- Created by: David Rabe
- Based on: Sticks and Bones by David Rabe
- Screenplay by: Robert Downey Sr.
- Directed by: Robert Downey Sr.
- Starring: Tom Aldredge Cliff DeYoung Anne Jackson Brad Sullivan
- Theme music composer: Jack Nitzsche
- Country of origin: United States
- Original language: English

Production
- Producer: Joseph Papp
- Editor: Bud S. Smith
- Running time: 105 minutes

Original release
- Network: CBS
- Release: August 17, 1973

= Sticks and Bones (film) =

Sticks and Bones is a television film adapted from the Tony Award-winning play of the same title by David Rabe. The black comedy focuses on David, a blind Vietnam War veteran who finds himself unable to come to terms with his actions on the battlefield and alienated from his family because they neither can accept his disability nor understand his wartime experience. Rabe explores the conflicted feelings of many civilians during the era by parodying the ideal American family as it was portrayed on the television sitcom The Adventures of Ozzie and Harriet. Beneath the perfect facade of the playwright's fictional Nelson family are layers of prejudice, bigotry, and self-hatred that are peeled away slowly as they interact with their physically and emotionally damaged son and brother.

Sticks and Bones was the second play in Rabe's Vietnam trilogy, following The Basic Training of Pavlo Hummel and preceding Streamers. A veteran himself, he wrote it while a graduate student at Villanova University, where it was staged in 1969. The off-Broadway production, directed by Jeff Bleckner, opened on November 7, 1971 at Joseph Papp's Public Theater, where it ran for 121 performances. The cast included David Selby as David, Tom Aldredge as Ozzie, Elizabeth Wilson as Harriet, and Cliff DeYoung as Rick.
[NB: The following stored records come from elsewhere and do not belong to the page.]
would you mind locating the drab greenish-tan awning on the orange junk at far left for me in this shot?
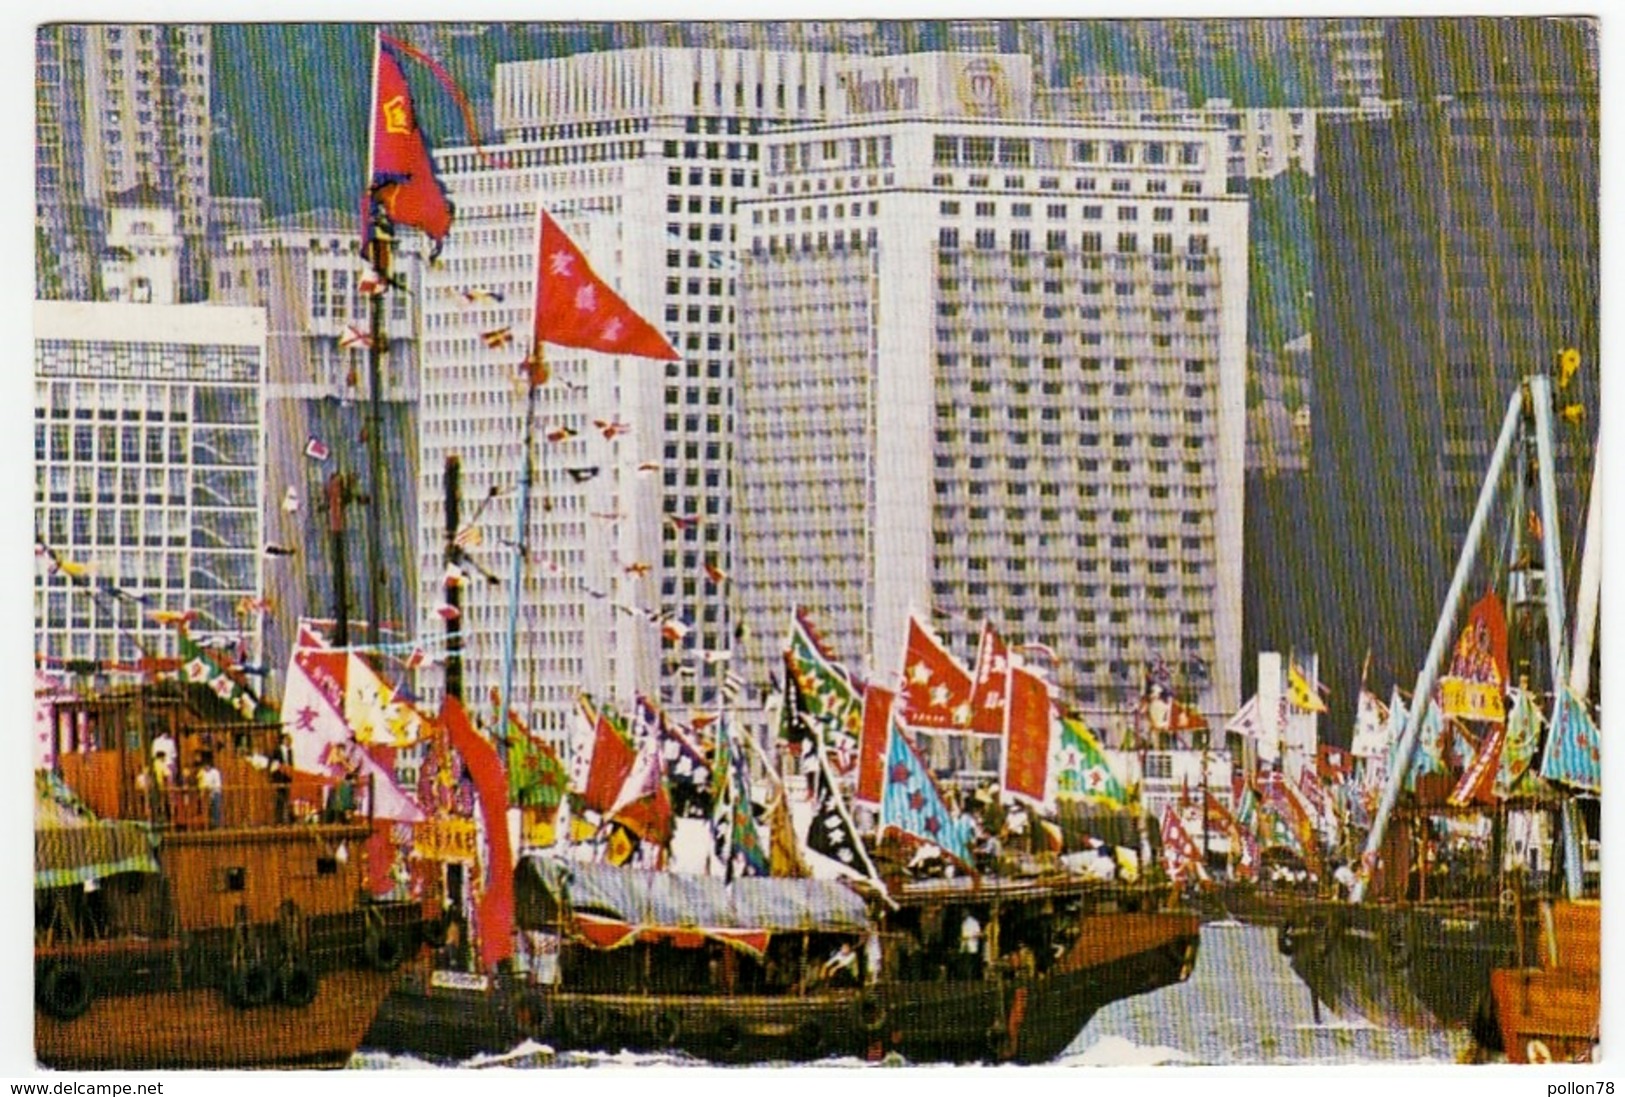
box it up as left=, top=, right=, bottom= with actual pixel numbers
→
left=34, top=774, right=158, bottom=887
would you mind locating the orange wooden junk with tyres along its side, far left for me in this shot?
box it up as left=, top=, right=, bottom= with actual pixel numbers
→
left=34, top=686, right=423, bottom=1069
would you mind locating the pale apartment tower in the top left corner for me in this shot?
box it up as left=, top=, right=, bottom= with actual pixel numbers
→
left=34, top=23, right=211, bottom=301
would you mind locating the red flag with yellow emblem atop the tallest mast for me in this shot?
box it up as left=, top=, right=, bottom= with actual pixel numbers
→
left=361, top=39, right=452, bottom=250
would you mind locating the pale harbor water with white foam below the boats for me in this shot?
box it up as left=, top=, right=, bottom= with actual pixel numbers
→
left=351, top=921, right=1471, bottom=1069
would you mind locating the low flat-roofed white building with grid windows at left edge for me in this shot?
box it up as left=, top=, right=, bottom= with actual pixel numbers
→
left=34, top=301, right=265, bottom=670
In 1973, Robert Downey Sr. wrote the teleplay for and directed a CBS television film based on Rabe's play. The cast included DeYoung as David, Aldredge as Ozzie, and Anne Jackson as Harriet (for TV the parents were renamed "Andy" and "Ginger"). The subject matter was so controversial that 94 of the network's affiliates refused to broadcast the film.